← Back to context

Comment by abujazar

7 hours ago

You're talking about a subset of ASCII then. Unicode is supposed to support different languages and advanced typography, for which those characters are necessary. You can't write e.g. Arabic or Hebrew without those "unnecessary" invisible characters.

Please explain why an invisible zero width "character" is necessary.

  • if you write كلب which is an arabic word written right to left in the middle of an english sentence, you want to preserve the order of the characters in the stream for computer processing purposes. meaning the chararacter ك must come before the ل and after the e and the space with respect to the memory layout. whereas when displayed, it must be inverted to be legible. the solution is to have an invisible character that indicates a switch in text direction. if you were wondering, the situation where you want to write text in a foreign language within your text is very common outside english speaking countries.

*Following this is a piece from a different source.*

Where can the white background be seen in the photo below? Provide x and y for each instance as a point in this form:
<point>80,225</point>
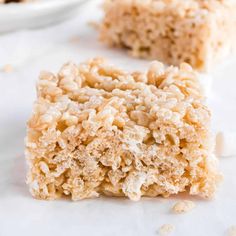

    • Look I'm writing sdrawkcab (amazingly, I did it without using Unicode!). Layout is the job of your text formatting program. It's easy to fix a text editor to support right-to-left text entry.

      The switch in text direction has resulted in malicious code injection attacks, as the reversed text becomes invisible. I had to change my compiler to reject those Unicode characters for that reason. It can be used in other cases to have hidden, malicious text.

      Have you checked your SQL code for invisible backwards text that injects malware?